Sigit menekankan bahwa penertiban ruang digital bukan bertujuan membungkam masyarakat, melainkan untuk memberikan edukasi dan perlindungan. “Ada hal-hal yang harus kita tertibkan dalam penggunaan teknologi informasi, yang tentunya tidak dalam rangka pembungkaman, tapi memberikan edukasi yang lebih baik,” ujarnya di Mapolda DIY, Sleman, Jumat (20/11).
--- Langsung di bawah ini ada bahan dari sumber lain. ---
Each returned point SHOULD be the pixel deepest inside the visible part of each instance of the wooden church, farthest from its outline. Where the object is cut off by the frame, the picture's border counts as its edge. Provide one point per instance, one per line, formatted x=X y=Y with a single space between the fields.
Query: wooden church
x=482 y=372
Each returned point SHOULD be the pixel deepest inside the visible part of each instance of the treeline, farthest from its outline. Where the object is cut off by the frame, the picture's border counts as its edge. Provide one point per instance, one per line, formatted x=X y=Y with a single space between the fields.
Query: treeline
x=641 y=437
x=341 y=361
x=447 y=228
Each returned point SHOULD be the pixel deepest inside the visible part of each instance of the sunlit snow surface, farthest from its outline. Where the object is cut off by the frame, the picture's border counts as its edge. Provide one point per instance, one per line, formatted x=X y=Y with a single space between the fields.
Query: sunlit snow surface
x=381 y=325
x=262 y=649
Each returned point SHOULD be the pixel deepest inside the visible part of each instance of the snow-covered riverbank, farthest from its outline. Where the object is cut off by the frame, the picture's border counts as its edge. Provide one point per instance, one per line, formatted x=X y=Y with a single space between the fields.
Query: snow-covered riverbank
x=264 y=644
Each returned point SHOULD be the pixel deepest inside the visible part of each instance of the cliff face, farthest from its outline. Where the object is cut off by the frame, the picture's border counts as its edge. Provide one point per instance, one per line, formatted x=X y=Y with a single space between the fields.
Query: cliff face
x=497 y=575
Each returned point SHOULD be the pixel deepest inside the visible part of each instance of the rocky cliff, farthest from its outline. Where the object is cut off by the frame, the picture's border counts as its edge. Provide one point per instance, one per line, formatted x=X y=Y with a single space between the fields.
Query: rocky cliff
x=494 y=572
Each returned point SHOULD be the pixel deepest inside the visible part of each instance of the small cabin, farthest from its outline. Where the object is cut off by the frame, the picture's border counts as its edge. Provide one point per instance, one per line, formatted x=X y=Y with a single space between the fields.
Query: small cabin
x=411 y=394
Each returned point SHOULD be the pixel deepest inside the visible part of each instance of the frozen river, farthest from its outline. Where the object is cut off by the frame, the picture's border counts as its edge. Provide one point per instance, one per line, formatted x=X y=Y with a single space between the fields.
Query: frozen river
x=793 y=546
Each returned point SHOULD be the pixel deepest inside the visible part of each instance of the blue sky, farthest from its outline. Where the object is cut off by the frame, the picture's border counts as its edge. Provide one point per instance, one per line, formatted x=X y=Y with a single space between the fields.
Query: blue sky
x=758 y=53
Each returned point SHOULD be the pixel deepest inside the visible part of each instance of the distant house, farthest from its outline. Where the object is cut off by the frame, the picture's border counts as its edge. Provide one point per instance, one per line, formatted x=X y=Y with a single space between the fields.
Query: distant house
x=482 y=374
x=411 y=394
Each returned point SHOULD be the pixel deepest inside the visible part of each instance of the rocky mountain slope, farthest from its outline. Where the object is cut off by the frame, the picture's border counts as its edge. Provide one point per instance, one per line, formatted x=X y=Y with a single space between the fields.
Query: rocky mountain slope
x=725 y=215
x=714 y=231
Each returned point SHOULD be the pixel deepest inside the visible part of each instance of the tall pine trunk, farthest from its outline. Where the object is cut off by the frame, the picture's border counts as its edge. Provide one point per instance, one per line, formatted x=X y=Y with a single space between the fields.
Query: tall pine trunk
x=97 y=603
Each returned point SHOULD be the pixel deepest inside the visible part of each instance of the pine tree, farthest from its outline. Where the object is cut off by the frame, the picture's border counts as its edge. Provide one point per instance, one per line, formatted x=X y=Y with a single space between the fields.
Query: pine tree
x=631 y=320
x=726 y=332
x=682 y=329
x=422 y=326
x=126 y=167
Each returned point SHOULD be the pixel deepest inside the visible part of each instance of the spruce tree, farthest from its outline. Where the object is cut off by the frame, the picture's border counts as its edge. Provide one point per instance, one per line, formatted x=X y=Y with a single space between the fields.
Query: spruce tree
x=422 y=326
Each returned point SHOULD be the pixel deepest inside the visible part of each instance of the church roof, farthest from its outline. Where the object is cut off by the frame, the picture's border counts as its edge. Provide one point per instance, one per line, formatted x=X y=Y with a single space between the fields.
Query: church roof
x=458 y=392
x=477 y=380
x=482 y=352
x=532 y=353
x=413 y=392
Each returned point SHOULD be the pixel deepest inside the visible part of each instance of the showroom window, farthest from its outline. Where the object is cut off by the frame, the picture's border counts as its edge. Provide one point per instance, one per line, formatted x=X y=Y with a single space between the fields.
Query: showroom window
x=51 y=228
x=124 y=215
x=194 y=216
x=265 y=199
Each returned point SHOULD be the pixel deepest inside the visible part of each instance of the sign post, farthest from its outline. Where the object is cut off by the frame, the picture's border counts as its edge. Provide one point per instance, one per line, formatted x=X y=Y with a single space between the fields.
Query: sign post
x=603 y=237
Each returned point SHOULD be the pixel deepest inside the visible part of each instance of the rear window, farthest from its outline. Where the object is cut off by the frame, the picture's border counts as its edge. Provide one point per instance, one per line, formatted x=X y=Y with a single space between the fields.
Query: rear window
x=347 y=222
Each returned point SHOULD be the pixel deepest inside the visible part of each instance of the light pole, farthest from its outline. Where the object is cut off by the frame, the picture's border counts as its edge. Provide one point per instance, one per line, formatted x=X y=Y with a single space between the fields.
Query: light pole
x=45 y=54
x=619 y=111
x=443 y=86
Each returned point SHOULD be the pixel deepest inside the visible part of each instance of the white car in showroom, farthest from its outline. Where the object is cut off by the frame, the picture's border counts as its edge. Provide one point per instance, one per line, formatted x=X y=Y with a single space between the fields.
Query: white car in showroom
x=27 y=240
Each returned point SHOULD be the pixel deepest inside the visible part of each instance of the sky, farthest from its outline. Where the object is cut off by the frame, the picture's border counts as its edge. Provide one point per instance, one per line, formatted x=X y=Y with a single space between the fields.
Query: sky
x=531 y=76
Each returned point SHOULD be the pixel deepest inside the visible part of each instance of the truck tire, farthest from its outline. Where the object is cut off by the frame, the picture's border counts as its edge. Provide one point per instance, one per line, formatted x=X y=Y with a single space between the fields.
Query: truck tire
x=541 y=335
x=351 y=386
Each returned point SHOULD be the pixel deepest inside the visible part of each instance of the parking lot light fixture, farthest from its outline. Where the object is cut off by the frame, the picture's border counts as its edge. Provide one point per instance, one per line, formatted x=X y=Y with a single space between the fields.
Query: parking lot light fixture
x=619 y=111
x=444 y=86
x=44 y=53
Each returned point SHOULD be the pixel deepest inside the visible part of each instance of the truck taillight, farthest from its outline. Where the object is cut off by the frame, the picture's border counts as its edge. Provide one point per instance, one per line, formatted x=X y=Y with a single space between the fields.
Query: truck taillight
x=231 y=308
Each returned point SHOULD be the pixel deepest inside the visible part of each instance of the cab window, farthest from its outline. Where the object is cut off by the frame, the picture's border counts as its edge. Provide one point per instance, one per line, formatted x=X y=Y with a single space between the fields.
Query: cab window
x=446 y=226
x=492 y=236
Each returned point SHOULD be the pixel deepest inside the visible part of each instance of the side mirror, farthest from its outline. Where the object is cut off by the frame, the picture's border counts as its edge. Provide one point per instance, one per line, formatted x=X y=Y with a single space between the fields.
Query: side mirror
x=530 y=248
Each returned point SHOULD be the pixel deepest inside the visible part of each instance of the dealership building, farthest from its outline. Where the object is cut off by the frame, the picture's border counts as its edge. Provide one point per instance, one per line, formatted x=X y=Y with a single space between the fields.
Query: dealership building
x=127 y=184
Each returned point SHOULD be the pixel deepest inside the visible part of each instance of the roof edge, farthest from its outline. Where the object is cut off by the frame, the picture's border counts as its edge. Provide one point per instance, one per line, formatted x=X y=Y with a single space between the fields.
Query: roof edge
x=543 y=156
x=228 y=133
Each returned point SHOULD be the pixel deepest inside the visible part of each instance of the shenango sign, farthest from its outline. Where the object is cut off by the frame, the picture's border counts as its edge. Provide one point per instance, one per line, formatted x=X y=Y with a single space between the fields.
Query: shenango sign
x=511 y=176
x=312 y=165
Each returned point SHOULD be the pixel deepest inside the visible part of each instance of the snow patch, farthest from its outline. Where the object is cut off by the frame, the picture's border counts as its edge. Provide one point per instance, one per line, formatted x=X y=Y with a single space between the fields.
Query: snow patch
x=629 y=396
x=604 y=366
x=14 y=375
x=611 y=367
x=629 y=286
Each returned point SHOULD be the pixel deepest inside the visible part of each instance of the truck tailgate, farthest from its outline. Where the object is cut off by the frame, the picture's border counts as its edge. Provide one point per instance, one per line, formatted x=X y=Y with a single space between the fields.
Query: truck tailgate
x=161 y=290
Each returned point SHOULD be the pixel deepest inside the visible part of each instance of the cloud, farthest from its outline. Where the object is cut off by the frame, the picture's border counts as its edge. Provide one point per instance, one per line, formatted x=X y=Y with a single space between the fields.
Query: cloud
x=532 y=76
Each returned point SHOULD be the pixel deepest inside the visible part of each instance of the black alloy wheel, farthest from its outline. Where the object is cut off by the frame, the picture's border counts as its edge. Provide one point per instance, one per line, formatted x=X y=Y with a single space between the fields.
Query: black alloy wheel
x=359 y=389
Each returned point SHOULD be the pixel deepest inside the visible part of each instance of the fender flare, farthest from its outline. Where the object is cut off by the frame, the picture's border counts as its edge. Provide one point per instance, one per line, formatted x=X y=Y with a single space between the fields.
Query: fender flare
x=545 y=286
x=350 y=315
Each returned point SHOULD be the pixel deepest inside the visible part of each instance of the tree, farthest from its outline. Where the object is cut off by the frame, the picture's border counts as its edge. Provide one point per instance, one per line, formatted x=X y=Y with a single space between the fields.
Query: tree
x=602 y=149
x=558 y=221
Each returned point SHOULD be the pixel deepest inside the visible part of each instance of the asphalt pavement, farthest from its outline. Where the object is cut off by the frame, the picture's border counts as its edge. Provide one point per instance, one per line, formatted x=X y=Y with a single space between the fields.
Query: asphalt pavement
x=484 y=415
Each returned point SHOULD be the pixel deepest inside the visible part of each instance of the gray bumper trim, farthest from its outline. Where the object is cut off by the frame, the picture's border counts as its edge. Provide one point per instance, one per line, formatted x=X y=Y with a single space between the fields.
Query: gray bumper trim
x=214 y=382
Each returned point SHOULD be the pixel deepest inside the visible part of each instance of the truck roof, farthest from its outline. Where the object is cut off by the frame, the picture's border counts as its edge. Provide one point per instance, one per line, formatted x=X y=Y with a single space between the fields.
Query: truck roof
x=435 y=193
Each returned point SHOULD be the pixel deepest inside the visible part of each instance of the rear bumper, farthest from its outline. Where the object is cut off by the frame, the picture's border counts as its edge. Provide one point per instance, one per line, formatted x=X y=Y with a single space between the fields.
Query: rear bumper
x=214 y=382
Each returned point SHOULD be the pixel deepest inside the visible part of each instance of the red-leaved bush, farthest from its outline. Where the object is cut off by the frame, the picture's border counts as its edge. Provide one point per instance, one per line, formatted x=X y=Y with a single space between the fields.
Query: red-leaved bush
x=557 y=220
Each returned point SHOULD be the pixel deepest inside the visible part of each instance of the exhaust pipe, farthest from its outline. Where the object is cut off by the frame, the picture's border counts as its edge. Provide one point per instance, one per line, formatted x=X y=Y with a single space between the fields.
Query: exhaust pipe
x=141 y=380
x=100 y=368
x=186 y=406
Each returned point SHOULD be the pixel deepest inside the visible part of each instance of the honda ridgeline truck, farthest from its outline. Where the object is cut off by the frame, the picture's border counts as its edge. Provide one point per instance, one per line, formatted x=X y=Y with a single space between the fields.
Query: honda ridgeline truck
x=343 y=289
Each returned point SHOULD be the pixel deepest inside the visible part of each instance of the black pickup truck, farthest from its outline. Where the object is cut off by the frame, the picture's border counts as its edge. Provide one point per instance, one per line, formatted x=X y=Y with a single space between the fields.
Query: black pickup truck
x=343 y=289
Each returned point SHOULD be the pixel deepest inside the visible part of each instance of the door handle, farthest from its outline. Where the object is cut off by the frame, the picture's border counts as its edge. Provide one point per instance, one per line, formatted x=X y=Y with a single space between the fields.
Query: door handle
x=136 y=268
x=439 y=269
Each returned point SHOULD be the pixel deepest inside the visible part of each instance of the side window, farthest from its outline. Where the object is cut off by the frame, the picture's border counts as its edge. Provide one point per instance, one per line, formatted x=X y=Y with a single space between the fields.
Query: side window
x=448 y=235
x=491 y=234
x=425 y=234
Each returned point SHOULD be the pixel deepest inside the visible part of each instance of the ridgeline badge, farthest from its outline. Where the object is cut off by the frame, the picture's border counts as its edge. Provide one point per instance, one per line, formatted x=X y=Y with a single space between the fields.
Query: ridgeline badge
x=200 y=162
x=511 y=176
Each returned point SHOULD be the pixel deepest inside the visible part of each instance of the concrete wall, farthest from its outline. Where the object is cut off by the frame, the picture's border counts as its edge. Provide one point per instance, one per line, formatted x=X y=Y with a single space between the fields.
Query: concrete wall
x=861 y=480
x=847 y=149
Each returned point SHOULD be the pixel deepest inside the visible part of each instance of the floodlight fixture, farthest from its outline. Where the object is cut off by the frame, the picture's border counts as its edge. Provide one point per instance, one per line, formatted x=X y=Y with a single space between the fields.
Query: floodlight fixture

Ia menjelaskan bahwa perekrutan dan proses radikalisasi anak-anak melalui media sosial, gim daring, dan ruang digital lainnya kini menjadi tren baru. Temuan tersebut diperoleh dari pendalaman Polri pada sejumlah komunitas hobi yang ternyata menjadi pintu masuk paparan ideologi ekstrem. “Awalnya mereka memiliki hobi. Dari hobi tersebut, ternyata ada potensi-potensi terpapar karena jenis permainan di game online,” ungkap Sigit.
Kapolri memastikan jajarannya terus mendalami fenomena ini dan mengajak masyarakat serta para pemangku kepentingan aktif melakukan pencegahan, terutama dari lingkungan keluarga. “Jangan sampai menjadi satu pemahaman yang diikuti sehingga mengancam keselamatan masyarakat dan jiwa orang lain,” ujarnya.
Sebelumnya, Densus 88 melalui juru bicara AKBP Mayndra Eka Wardhana mengungkap bahwa 110 anak berusia 10–18 tahun di 23 provinsi telah teridentifikasi merencanakan aksi teror. Jumlah ini meningkat tajam dibanding tahun-tahun sebelumnya, di mana sepanjang 2011–2017 hanya 17 anak yang diamankan terkait kasus serupa. Proses rekrutmen masif melalui media sosial hingga gim daring disebut menjadi penyebab utama lonjakan tersebut.
Densus 88 juga telah menangkap lima orang yang berperan sebagai perekrut anak-anak dan pelajar untuk masuk ke jaringan terorisme. Para pelaku memanfaatkan berbagai platform digital, mulai dari media sosial, aplikasi pesan, game online, hingga situs tertutup.